28 февраля 1533 г. в замке Монтень в Перигоре родился великий французский мыслитель Мишель Монтень.
Мысленно отмечая эту дату, наш медиум вызвал дух своего любимейшего писателя и побеседовал с ним пока на одну лишь тему:

М. Монтень «О дружбе»


М. – Дорогой Учитель, великий философ Артур Шопенгауэр, родившийся ровно через 255лет со дня Вашего появления на свет, пристально наблюдая жизнь, пришел к очень грустной мысли, а именно: «Истинная дружба – одна из тех вещей, о которых, как о гигантских морских змеях, неизвестно, являются ли они вымышленными или где-то существуют». Но Вам повезло больше: судьба однажды подарила Вам истинного друга, Этьена де Ла Боэси.
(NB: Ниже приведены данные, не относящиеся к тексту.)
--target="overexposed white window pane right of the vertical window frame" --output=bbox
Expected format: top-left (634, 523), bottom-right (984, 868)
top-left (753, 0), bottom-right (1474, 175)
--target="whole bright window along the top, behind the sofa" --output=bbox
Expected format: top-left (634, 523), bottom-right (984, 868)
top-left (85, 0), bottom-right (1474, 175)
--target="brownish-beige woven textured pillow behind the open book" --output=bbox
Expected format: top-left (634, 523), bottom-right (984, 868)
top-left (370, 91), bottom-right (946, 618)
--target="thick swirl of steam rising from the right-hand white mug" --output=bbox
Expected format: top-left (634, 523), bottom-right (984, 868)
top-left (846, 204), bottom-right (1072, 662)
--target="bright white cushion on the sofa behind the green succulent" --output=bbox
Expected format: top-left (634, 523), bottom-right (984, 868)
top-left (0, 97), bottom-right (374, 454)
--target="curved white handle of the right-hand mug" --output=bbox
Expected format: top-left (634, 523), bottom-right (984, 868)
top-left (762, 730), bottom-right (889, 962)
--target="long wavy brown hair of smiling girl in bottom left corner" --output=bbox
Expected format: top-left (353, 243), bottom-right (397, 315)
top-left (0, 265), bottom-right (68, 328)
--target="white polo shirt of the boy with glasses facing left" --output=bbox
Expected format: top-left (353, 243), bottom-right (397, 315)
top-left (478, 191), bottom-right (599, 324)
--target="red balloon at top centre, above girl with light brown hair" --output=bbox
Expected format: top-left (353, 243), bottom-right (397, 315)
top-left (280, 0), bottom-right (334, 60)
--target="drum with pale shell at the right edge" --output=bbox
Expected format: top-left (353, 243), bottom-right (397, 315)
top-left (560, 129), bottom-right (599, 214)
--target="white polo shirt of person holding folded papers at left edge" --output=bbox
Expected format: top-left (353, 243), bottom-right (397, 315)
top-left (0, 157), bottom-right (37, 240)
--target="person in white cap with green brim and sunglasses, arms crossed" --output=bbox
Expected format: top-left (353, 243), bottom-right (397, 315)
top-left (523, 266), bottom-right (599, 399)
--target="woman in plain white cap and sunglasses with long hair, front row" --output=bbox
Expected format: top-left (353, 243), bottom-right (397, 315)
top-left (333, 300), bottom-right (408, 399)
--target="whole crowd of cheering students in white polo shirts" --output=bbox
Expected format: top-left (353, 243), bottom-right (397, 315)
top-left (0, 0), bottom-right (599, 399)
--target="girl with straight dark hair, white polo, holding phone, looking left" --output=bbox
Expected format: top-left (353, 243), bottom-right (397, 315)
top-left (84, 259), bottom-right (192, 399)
Удавалось ли Вам видеть среди множества знакомых людей, во Франции или в путешествиях по миру, еще подобные примеры таких дружеских связей?
 
М. М. – Дружбы, которую мы питали друг к другу, пока богу угодно было, дружбы столь глубокой и совершенной, что другой такой вы не найдете и в книгах, не говоря уж о том, что между нашими современниками невозможно встретить что-либо похожее. Для того, чтобы возникла подобная дружба, требуется совпадение стольких обстоятельств, что и то много,  если судьба ниспосылает ее раз в три столетия.

М. – Выходит, что исключение только подтверждает правило, и найти друзей в полном смысле этого слова почти невозможно?
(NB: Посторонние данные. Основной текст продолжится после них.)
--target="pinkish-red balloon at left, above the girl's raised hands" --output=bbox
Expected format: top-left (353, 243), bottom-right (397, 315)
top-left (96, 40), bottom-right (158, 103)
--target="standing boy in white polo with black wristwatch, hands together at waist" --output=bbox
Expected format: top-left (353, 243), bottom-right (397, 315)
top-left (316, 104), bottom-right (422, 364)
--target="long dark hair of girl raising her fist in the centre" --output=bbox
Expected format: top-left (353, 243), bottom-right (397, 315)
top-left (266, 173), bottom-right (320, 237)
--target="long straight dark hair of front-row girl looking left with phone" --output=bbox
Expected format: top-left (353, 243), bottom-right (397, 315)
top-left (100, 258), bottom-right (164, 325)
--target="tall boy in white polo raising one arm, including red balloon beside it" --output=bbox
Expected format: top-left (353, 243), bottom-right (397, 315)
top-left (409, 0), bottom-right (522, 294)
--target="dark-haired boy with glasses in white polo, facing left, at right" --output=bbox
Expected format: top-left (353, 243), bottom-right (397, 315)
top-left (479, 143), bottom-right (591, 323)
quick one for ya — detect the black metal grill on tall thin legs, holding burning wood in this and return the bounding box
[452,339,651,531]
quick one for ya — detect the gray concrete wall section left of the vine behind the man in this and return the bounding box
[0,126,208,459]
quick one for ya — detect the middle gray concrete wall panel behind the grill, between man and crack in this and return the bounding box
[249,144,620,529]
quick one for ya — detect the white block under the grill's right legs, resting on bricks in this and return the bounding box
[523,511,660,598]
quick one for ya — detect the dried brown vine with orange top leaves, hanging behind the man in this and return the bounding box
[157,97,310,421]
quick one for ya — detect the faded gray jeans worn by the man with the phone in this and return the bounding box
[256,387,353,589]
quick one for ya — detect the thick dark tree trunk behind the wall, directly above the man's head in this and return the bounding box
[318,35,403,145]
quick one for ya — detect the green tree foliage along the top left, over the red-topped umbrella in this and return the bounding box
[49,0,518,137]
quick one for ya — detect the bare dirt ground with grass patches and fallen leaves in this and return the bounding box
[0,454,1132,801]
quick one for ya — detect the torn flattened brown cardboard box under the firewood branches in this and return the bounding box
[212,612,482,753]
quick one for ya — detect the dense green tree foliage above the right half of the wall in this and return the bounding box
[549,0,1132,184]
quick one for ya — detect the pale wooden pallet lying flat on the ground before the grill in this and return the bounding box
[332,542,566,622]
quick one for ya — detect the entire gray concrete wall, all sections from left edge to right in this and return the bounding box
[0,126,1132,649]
М. М. – Вообще говоря, то, что мы называем обычно друзьями и дружбой, это не более, чем короткие и близкие знакомства, которые мы завязали случайно или из соображений удобства и благодаря  которым наши души вступают в общение.

М. – И это не так уж мало для склонной к эгоизму человеческой натуры. А чем отличались ваши отношения от обычных дружеских связей?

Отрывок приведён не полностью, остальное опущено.